On one side of San Diego Convention Center, the titans of the surf-wear industry spent the weekend trying to sell sun and fun. Bikini-clad models strutted down runways and champion surfers signed autographs.
On the other side, crowds of youths jammed around booths that hawked the baggiest of shorts and multicolored baseball caps meant to be worn backward. They shot pool or danced to loud rap music. Some carried the rebellious, inner-city look further by sporting tattoos or nipple rings.
These two extremes during the Action Sports Beach Expo once again highlighted the quandary facing the $1-billion surf-wear industry based largely in San Diego and Orange counties.
After spending years promoting "California lifestyle apparel" and a corresponding laid-back image, the hottest fashions nowadays are rooted in the look of the inner city and intended for customers who know next to nothing about the surf culture that spawned the fashions in the first place.
The chasm at the show was not accidental. Organizers reportedly received complaints last year about the incompatibility of mixing the music-pounding street-wear companies with the surfing-rooted firms. So this year, they separated the two.
An interesting dynamic was at work. The skateboarders and others favoring the street look pronounced the other side of the hall to be boring. "There was nothing there that interested me," said skateboarder Greg Hodyna of San Luis Obispo, who dismissed it as "swimsuits and kids' stuff."
The leaders of established surf-wear companies like Redsand of Vista and Quiksilver of Costa Mesa questioned how much longer the street look would stay popular.
They also noted that unlike the more established beach-inspired companies, the new street-wear designers are mostly small start-up operations with questionable staying power.
"I don't know how long this (street-wear fad) is going to last.
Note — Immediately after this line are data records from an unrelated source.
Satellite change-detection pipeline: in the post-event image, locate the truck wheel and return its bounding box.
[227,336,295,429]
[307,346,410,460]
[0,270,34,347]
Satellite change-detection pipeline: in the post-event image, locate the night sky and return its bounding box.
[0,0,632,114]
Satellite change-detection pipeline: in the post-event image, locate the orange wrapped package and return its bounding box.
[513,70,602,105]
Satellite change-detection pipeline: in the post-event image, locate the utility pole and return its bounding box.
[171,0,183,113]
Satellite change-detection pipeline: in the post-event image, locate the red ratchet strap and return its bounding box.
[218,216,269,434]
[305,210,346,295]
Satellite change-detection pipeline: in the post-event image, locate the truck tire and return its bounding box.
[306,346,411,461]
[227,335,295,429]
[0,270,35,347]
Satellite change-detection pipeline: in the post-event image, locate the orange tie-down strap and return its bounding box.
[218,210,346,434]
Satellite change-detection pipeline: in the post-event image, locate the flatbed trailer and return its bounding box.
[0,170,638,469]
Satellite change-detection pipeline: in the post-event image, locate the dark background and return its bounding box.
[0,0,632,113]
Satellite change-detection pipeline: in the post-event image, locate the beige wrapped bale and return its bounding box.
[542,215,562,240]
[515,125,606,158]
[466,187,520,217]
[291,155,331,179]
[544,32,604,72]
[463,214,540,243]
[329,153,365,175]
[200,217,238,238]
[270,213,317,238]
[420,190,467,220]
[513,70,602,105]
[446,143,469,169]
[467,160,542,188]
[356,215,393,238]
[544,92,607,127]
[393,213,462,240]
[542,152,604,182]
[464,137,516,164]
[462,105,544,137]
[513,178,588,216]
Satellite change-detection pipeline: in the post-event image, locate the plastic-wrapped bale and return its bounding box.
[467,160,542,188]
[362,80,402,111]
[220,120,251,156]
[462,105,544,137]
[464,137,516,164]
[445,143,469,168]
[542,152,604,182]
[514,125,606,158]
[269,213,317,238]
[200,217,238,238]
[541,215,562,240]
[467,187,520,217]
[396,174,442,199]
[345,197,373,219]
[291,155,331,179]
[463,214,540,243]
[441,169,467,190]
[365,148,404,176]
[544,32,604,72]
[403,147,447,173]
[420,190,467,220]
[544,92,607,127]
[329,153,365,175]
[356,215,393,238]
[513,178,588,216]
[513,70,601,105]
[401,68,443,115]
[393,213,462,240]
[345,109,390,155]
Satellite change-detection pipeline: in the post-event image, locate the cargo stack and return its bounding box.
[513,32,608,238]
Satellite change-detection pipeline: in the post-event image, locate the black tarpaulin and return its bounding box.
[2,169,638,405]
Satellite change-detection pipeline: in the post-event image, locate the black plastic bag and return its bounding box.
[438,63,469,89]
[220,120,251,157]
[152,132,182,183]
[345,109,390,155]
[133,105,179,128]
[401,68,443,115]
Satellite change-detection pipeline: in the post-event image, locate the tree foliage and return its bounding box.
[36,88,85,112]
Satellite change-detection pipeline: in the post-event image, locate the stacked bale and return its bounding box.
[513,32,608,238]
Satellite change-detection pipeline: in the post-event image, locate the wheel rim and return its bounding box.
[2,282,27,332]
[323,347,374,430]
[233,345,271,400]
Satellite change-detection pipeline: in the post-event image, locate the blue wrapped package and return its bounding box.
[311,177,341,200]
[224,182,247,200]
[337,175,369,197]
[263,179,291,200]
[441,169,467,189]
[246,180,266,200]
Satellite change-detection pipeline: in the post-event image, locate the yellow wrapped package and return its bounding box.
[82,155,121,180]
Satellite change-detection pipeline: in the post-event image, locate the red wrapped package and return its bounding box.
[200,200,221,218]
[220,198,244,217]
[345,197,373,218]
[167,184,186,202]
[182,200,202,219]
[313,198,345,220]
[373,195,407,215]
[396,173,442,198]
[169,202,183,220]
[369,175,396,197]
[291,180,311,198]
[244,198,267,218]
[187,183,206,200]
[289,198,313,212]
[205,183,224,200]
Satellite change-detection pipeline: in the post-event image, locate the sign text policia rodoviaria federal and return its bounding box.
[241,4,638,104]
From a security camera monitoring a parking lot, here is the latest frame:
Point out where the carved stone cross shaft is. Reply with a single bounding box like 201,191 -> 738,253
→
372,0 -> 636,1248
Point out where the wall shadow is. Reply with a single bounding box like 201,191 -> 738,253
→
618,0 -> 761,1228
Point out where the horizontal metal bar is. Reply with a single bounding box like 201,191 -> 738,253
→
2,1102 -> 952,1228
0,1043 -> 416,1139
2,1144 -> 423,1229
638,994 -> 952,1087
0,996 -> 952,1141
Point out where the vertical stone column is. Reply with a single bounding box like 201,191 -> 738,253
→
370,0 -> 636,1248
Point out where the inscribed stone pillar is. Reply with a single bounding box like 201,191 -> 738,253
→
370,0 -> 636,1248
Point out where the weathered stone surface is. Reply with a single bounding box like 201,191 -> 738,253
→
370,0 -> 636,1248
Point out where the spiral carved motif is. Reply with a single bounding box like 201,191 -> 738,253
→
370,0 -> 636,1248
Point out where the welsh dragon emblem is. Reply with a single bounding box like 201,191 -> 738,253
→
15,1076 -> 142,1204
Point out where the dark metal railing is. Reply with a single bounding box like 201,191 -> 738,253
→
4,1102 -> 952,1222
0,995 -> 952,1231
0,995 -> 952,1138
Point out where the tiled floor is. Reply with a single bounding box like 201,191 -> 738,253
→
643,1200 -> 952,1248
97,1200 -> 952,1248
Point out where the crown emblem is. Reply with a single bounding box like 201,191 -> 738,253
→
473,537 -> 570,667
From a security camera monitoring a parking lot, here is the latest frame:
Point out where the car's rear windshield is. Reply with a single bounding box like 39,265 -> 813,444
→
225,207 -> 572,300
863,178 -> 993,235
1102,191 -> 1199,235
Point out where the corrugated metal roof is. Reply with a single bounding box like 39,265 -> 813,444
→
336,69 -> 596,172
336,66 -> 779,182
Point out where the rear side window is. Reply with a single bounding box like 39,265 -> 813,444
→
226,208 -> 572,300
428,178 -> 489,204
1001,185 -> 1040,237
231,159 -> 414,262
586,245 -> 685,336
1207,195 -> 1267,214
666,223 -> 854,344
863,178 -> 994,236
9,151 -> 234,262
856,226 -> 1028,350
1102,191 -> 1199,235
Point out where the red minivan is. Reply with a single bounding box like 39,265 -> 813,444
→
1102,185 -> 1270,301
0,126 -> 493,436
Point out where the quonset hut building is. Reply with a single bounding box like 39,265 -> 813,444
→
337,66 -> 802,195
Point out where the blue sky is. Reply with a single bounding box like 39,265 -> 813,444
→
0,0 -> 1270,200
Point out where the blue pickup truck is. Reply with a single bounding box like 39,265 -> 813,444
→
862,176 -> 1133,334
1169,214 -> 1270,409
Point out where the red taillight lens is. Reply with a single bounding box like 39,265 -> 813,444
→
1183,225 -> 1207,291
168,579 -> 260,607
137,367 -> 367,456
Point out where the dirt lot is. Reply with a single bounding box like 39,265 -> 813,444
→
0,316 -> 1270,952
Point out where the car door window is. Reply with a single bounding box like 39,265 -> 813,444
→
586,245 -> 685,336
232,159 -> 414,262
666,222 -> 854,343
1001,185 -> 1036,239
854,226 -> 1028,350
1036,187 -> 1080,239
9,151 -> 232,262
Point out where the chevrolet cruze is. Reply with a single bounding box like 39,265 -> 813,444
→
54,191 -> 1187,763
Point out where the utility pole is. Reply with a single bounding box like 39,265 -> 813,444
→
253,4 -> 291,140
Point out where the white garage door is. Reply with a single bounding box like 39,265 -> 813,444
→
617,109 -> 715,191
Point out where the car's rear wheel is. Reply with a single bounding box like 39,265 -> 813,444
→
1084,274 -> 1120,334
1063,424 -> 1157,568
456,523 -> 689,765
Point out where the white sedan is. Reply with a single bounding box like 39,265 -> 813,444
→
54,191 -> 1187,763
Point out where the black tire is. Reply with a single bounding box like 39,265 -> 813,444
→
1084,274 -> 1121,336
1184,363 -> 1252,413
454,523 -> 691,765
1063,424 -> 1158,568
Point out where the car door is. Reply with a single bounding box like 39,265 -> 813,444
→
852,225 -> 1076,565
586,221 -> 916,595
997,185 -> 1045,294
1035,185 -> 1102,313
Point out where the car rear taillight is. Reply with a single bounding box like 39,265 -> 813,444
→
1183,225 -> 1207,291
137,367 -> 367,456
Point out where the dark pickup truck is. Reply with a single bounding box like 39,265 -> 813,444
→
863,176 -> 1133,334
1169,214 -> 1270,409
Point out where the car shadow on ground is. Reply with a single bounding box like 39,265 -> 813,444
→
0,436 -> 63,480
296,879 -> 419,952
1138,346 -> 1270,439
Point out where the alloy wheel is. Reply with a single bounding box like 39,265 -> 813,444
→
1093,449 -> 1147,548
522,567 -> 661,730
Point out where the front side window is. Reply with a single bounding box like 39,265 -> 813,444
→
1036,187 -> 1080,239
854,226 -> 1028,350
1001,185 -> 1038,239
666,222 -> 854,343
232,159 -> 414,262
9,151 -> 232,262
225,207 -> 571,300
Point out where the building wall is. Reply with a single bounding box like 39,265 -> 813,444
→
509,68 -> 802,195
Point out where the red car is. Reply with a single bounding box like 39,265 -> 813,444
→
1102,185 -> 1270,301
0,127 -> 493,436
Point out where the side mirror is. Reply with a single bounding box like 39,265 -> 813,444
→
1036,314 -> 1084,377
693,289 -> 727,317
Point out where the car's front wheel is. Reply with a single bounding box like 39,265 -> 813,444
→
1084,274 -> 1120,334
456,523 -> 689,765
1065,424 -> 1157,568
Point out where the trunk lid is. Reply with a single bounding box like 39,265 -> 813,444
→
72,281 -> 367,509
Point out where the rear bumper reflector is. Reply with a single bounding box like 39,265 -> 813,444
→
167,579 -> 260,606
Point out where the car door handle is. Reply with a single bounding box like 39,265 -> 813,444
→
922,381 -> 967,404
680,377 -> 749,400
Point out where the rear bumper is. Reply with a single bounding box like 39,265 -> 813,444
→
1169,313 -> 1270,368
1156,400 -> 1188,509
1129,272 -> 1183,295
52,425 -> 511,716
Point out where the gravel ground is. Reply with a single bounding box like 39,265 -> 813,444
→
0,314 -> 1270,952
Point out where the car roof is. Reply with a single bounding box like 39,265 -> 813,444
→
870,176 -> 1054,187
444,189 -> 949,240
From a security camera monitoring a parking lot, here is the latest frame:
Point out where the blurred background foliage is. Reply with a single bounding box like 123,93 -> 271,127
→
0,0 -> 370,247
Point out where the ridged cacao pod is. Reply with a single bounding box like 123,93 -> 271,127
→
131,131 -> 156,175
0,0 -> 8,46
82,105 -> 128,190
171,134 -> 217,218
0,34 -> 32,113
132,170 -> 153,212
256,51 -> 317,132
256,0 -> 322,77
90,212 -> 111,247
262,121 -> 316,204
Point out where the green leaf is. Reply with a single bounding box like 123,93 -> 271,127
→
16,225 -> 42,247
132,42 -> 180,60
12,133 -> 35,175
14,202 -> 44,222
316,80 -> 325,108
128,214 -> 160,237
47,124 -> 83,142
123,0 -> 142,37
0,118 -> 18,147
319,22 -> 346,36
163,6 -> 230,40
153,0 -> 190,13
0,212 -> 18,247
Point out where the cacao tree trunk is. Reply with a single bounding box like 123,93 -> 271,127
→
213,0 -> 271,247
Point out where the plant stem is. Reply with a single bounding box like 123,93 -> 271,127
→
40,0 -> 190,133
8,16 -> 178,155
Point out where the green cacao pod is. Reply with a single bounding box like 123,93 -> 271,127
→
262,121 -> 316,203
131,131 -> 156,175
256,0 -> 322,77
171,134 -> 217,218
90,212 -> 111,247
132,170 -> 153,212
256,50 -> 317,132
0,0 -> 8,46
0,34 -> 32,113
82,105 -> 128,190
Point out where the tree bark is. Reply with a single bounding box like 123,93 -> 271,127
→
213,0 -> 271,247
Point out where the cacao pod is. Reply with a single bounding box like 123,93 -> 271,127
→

You have got a ton of lines," said Robert Lusitana, chief financial officer at Redsand, which made its name in more traditional designs of volleyball wear and men's shorts and shirts.
Robert McKnight, president of Quiksilver, raised similar issues but said that the design influence of the new street look is already being felt. It has reintroduced bright colors and makes shorts baggy again, albeit not as baggy as some of the newest firms are designing. "It brings a lot of energy back," he said.
Companies best positioned to take advantage of the changes are those with strong retail and business connections but with a willingness to experiment with the new look. Two of those, for instance, were Mossimo Inc. and Spot, both of Irvine. Both positioned their booths in hip-hop country.
Founder Mossimo Giannulli, shouting to be heard over the live rap artist performing over loudspeakers at the booth next door, said he made a "conscious effort not to be pigeonholed" into a particular look. He was debuting his line of casual shoes, which are made on a private label basis by Vans in Orange, and women's apparel.
Said Spot President John Bernard, "We're almost getting two separate industries here. . . . We want to be on the bridge."
Just how the department- and specialty-store buyers felt about all this was not easy to discern. Vendors said most of the former were in short supply because of overlapping scheduling with with another convention, the Men's Apparel Guild in California, in Las Vegas.
But it was clear that the surf wear-street wear split is having some profound effects at the retail level. Department stores that introduced surf wear to the masses over the past five years are now spurning it and buying street-inspired looks instead.
"It is partly because department stores don't think it is hot any more, or as hot as it was," said Glenn Wilk, a convention spokesman.
The changeover, however, has been a boon for the owners of surf shops. These beachfront retailers who began to feel neglected as the bigger surf-wear purveyors started concentrating on mass merchandisers are suddenly being lavished with attention again.
"A lot of companies are refocusing their energy in specialty shops," Wilk said.
Jeff Kinney, who owns surf shops in San Diego and Bonsall, said the change is bringing him back to basics. Surf shops are catering more to surfers, not wanna-bes who simply want to capture the look.
"For the last two years, I said at my store, 'We sell the sport of surfing.' " he said.